I was spending several months in Geneva on an assignment and was lodged in a charming little hotel near the lake. I was sipping coffee at the breakfast table when the question startled me.
The tradition at the hotel was polite but formal. At breakfast, the guests sat at their table and seldom joined other guests for conversation. With my eyes intently on the headlines of Le Matin, I wasn’t expecting an intrusion.
The interloper was a woman, dressed to the hilt, made up flawlessly. You would hardly notice those, for she was spectacular by herself. Shoulder-length dark hair framed a beautiful, bronzed face, the colorful Asian ensemble she wore adding an exotic edge to her slender presence.
“I was born in India. My father was from a family that had once lived in what used to be Pakistan.”
She arched her brows at the complexity of my reply, but smiled and said, “Good enough. I live in Islamabad.”
“What brings you to Switzerland?”
“My brother heads the Pakistan unit of a Swiss company and they are having a conference here. I thought I would give myself a week’s vacation.”
“Summer is the perfect time for that,” I said. “I feel lucky that I am here for that week.”
“That’s wonderful,” she said, “you can take me around everywhere.”
She didn’t ask me once before making that plan, so assured she was of my compliance. She well knew the effect she had on men. In that staid dining room every eye was riveted on her.
I was tempted to add those, such was the magnetic influence of her large sparkling eyes. But I summoned the last dregs of my will and said, “I like it this way.”

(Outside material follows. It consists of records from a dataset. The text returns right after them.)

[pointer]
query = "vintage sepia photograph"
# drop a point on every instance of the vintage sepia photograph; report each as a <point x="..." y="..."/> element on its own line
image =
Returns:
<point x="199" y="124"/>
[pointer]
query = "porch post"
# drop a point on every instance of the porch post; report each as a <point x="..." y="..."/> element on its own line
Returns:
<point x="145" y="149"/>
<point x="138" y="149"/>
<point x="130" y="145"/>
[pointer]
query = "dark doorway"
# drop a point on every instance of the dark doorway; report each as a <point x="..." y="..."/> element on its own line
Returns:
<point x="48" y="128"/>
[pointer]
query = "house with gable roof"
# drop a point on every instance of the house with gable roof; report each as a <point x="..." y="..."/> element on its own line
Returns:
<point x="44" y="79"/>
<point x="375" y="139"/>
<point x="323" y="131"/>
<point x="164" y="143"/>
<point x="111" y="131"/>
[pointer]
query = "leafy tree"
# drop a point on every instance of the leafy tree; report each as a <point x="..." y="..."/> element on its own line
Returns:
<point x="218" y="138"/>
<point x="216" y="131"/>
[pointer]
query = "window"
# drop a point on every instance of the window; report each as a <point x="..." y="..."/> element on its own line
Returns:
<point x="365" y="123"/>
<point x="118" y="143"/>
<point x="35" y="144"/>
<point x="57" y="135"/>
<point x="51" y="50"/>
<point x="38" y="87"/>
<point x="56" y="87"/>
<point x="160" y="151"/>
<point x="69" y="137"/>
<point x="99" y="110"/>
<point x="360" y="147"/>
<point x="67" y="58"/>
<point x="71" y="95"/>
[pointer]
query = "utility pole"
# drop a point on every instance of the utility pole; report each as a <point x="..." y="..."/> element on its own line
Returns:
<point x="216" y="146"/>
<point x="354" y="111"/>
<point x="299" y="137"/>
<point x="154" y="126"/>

She chose the chocolate drink and asked for some fruits. I could barely take my eyes off the crimson nails of her slight fingers. Both her arms had a hundred bangles of gold, silver and rainbow colors and they tinkled as she stirred her chocolate with the right hand or brushed back her hair with the left.
It was a Saturday. So the next question from her was legitimate, “So what are we going to do today?”
“During the week I seldom have time. I was planning to visit MAMCO, the museum of contemporary art.”
Her face fell. Clearly modern art wasn’t her cup of tea. I felt bad.
I asked, “And what is your plan?”
“My brother told me of a museum too. Lots of watches, famous Swiss watches,” she said hesitantly.
An idea struck me.
“I have heard of it too. I tell you what: the Patek Philippe Museum is right next to MAMCO. Why don’t we take in a bit of pictures and statues, and then we can see all the watches you like.”
She smiled and said coquettishly, “I would love to see the pictures with you.”
I suspected, however, that she would not love to see those abstract pictures that fascinate me. It was to the credit of the museum that its spacious and sparse display was astutely designed to show off such artistry at its best. Sonia – who by now she had found time to tell me her name – seemed taken in by the show. She took care to check out the Flatland on the first floor, the artifacts on the stairs and every work of Philippe Thomas. I was impressed and delighted.
I was glad to escort her to the Patek Philippe Museum after that. This time it was my turn to be taken in. Even without being a watch geek, one can be amazed at the ingenuity of Swiss horlogerie, and the delicate blend of art and artifacts in watches displayed from five centuries. I hadn’t expected to see a tennis player or tightrope walker on a watch or a watch masquerading as a pistol or a mandolin.
We ended up, at her suggestion, at the Il Lago restaurant overlooking the Place de Bergues, where she had dined before and wanted to share the experience with me. It was a charming place. I had some oysters while Sonia had cheese tortelli, then we both had lobster risotto. She was laughing and talking as I ate, and I hardly noticed how many times our glasses were refilled. I was happy.
It must have been quite late when we finally returned to our hotel. As we crossed the lobby, a heavy-set man walked up to Sonia and said, without preliminaries, “Where were you? I called you twice, once from the office and then after I returned.” He sounded peeved.
He didn’t look any happier when Sonia introduced us and it became quickly clear that we had been spending the day together. It became quickly clear to me that, though they were two unattached siblings, he did not welcome the idea of his sister’s attachment move anywhere beyond him. The way she moved quickly to assuage his concern made me wonder if she would brook his attachment to anyone beyond her. They had a world of their own. Everybody else had to stay outside the threshold.
I took their leave. The next day, Sunday, I had my breakfast by myself.